Postcolonial parenting
<We thought we were raising an enlightened child, Tama Ward writes, but have we robbed our daughter of her cultural roots?
<At breakfast, in the glass-towered city of Vancouver, five-year-old Abigail looks glumly at her half-eaten bowl of cereal.
<"What is it, honey?" I brush the bangs back from her face.
<She lets out a big sigh. "I wish I wasn't white."
<I start. Nothing in the parenting manuals has prepared me for that.
<"All we've ever done is hurt people," she continues. "I wish my skin was dark and that I had a culture."
<We live in a part of the city where immigrant families abound. Our neighbours are homesick, first-generation Mexicans, which means that salsas and pinatas and Aztec legends feature prominently at shared social gatherings. Our family regularly eats in Little India where we gush over the flavours of curry and dhal, and every February, we attend the Chinese New Year parade in the slanting rain. Plus, my husband and I are children of missionaries and harbour an acute guilt for the cultural imperialism of our forebears. To compensate, we've raised our children with a deep appreciation of non-Western cultures.

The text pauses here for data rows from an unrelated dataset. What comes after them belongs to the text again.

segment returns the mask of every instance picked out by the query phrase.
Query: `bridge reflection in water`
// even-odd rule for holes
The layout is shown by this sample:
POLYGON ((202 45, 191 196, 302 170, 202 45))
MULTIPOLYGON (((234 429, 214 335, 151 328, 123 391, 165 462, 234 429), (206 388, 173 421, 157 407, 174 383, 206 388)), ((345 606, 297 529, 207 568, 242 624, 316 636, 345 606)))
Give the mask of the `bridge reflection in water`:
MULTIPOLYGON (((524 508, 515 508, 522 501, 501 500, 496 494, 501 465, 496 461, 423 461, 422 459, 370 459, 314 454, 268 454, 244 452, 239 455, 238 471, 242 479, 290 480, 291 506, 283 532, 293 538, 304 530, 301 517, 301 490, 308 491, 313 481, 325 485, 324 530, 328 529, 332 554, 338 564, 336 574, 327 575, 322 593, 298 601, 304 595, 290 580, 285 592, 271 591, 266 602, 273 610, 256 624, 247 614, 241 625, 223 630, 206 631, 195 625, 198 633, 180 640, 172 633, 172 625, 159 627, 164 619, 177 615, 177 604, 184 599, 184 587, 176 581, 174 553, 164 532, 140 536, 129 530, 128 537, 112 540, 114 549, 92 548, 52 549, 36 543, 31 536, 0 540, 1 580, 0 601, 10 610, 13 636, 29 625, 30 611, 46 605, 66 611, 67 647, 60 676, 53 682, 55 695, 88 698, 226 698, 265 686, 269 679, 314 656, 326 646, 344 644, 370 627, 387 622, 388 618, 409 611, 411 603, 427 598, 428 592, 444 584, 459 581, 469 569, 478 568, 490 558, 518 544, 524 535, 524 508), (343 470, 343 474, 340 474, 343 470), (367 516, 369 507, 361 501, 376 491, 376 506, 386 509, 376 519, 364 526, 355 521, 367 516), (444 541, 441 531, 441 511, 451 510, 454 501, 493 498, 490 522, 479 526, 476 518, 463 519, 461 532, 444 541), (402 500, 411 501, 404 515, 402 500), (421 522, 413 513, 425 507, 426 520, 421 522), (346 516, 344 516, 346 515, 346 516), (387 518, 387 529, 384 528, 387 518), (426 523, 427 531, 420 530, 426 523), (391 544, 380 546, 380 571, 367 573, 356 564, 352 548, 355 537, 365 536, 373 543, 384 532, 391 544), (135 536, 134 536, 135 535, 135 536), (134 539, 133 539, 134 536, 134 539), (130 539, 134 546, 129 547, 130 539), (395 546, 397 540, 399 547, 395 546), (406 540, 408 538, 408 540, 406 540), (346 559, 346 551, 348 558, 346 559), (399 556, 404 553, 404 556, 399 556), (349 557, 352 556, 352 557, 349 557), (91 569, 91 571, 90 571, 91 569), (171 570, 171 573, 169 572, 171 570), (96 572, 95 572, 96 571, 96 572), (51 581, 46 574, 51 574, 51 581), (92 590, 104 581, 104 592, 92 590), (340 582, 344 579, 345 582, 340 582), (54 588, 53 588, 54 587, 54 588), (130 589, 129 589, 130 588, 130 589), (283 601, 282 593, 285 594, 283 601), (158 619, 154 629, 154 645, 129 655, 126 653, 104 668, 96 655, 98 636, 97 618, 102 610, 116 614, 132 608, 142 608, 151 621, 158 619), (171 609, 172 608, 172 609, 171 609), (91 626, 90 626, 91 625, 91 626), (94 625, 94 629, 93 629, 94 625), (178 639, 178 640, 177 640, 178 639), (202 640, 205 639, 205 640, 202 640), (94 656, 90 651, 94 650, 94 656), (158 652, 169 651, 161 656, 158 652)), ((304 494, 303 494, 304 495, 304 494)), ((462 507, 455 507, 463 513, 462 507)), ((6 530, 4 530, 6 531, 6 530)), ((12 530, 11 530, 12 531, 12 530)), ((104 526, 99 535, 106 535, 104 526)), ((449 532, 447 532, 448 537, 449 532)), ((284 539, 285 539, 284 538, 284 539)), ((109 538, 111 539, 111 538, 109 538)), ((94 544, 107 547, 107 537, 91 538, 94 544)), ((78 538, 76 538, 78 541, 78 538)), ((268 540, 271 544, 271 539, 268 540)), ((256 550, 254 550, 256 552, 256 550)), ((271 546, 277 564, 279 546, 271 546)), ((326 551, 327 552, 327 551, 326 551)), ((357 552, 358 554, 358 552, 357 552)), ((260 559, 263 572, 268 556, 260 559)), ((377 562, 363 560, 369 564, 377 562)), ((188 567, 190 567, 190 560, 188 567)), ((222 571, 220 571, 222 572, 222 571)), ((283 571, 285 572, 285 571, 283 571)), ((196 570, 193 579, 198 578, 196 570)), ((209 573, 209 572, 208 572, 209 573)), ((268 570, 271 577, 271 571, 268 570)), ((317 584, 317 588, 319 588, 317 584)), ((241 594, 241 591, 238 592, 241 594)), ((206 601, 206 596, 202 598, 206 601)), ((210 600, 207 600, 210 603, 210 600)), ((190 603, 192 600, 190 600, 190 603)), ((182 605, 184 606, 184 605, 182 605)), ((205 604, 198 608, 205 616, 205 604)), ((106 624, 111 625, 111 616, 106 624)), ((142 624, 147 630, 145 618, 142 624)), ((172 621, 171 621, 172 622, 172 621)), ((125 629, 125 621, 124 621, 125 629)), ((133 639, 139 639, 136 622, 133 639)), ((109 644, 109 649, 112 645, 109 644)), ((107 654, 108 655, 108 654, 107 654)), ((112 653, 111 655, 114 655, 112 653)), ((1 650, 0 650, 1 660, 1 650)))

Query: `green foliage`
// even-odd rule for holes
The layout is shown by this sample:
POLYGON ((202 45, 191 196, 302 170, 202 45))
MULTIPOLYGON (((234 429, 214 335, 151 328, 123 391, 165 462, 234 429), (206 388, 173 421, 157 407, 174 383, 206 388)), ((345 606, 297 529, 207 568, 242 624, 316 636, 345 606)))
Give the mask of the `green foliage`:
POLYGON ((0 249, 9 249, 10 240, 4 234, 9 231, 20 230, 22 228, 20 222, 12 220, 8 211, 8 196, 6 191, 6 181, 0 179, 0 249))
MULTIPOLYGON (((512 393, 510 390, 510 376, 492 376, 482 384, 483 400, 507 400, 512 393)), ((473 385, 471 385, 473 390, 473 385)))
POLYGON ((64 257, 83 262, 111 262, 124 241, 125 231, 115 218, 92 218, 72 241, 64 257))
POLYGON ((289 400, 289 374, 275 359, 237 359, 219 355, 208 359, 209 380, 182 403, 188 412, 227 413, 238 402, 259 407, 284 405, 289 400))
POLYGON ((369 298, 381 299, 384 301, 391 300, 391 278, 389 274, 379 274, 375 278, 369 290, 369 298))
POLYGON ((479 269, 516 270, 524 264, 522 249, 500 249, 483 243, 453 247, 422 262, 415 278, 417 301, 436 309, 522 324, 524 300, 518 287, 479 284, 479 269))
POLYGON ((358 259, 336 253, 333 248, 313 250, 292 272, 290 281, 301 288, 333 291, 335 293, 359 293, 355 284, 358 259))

<So when Abigail laments the colour of her white skin, part of me is programmed to protest. Is it not my moral obligation to tell her that her feelings of poor self-worth are nothing compared with the psychological ruin of real racism? Girl, everything about Canadian culture weighs in your advantage and you have no right to snivel!
<Instead, I feel a sadness settle over me. We thought we were raising the enlightened child of the 21st century. We thought we were doing our part in setting the history record straight. Yet, in doing so, it seems we have robbed our oldest child of something primal to psychological health, something elemental to her well-being as a human being: cultural roots.
<I don't know what to say.
<I consider the you-are-Canadian spiel: "part of a new society made up of the vibrancy of many cultures, etc." Yet, "Canadian" is precisely the problem. What is Canadian? Her best friend is Canadian and Mexican. Her cousin, Canadian and Bengali. Even our Indigenous neighbours have a First Nation before they have Canada. To play the Canadian card will further neuter her culturally when what she's looking for are deep roots that ground her to a people and place.
<Seized by maternal panic I go in search of our oversized National Geographic Atlas and hoist it up onto the breakfast table. Abigail sits up and she leans in. "It was almost 200 years ago that your people came to Canada from this island."
<Abigail's face brightens at that word: island. I know what she's thinking. Islands are places of primal innocence and cultural distinctiveness, such as Haida Gwaii or Never Never Land.
<But then when I speak the name of her island, Abigail's full-body slump returns.